Friday, 29 December 2017

Celebrating the coming of the railway – the “Paignton Pudding Riot”

It is difficult for us to imagine the excitement caused by the building of railway lines in the Nineteenth Century. For example, the arrival of the extension of the line from Torquay to Paignton in 1859 saw a celebration that ended in a wild and notorious disturbance.

Paignton had a tradition that, every fifty years or so, a large pudding was made and shared between members of the local parishes who gathered on Paignton Green for the celebration (the green is seen in the aerial view above, taken from the website). Prior to the arrival of the Dartmouth and Torbay Railway, the previous festival was held on 1st June 1819, with a pudding weighing 900 lbs. (pounds) and contained four hundredweight of flour, 120 lbs. of suet, 120 lbs. of raisins and a “large number” of eggs [1]. White describes the disaster that followed:

[The pudding] was boiled in a large brewing copper at the Crown and Anchor Inn; it was contained in a huge bag, which was held in a net suspended to a beam, from which it was lowered by a tackle into the boiler, and kept just three inches off the bottom. After boiling for three days it was hoisted out, placed on a waggon, and drawn to the Green by three horses. But those who had assembled to eat the pudding were doomed to disappointment; the outside, from the constant boiling, had been reduced to the consistence of paste, and the inner part was not even warm.
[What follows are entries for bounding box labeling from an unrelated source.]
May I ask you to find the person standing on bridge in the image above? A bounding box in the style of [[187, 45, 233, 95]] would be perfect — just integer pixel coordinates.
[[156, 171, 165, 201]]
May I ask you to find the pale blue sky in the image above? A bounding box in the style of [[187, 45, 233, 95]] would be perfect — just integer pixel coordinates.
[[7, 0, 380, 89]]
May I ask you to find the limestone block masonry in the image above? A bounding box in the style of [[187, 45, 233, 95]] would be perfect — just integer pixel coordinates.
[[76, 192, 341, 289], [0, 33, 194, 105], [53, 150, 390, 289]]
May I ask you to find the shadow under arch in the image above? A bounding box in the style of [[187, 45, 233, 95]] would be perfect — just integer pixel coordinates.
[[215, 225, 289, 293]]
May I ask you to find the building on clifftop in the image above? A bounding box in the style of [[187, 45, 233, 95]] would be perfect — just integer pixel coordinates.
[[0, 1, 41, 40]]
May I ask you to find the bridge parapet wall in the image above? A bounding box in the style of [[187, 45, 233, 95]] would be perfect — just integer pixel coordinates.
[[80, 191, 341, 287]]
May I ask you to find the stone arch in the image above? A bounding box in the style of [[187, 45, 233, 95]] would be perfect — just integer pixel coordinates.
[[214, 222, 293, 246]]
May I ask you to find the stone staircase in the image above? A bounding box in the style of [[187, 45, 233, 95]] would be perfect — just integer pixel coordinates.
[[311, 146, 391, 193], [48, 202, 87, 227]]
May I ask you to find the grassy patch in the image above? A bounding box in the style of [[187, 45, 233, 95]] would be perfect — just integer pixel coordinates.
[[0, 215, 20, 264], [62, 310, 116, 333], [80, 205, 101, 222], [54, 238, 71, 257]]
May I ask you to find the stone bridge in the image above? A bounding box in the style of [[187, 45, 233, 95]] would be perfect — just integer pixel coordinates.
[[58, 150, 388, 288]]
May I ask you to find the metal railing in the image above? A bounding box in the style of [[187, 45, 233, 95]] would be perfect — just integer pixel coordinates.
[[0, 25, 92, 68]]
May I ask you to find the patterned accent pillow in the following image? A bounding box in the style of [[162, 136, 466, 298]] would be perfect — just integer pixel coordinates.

The organisers were aware of the problems of 1819 when planning the celebration for the arrival of the railway on 1st August 1859. It was to be held once again on the Green and the pudding was even larger. White [1] continues:

In order to secure success on the present occasion, it was arranged that the pudding should be baked in sections, eight sections forming one layer, the whole being afterwards built together. The pudding consisted of 573 lbs. of flour, 191 lbs. of bread, 382 lbs. raisins, 191 lbs. currants, 382 lbs. suet, 320 lemons, 144 nutmegs, 95 lbs. of sugar, a quantity of eggs, and 860 quarts of milk; the cost was £45. When completed the weight of it was one ton and a-half; it was thirteen feet six inches in circumference at the base, and five feet at the top. Besides this remarkable pudding, there were provided 1,900 lbs. of meat, 1,900 lbs. of bread, and an unlimited supply of the staple product of the Paignton orchards, - cider.

Perhaps it was the latter that fueled subsequent events. The waggon containing the pudding arrived and five policemen guarded both the pudding and dignitaries who had assembled for speeches etc. but they were overwhelmed by members of the public who left their tables and swarmed around trying to get a slice from the pudding. They were joined by navvies who had built the railway and who were also part of the celebrations, and White writes:

A disgraceful scene followed in which men, women, and boys, struggled and fought for the possession of the pieces thrown out from the waggon; and this continued until not a morsel was left.. ..For weeks afterwards the Post Office was inundated with greasy packets, containing morsels of the pudding, sent off as so many souvenirs to distant friends.

As members of my family lived in Paignton in the Nineteenth Century, they are likely to have been present at the “pudding riot”, but it is not part of family folklore. 

One can’t imagine such a scene today, or could one?  

[1] J.T.White (1878) The History of Torquay. Torquay, The “Directory” Office.

Henry Gosse finds Sandhurst in Torquay, his home for the next thirty years

As a boy growing up in Paignton, I knew that the railway from Newton Abbot to Kingswear had been built a hundred years before, but not that it had been completed in sections. The line ran to a terminus in Torquay (now called Torre) until it continued to Paignton in 1859 and on to Kingswear in 1864 [1].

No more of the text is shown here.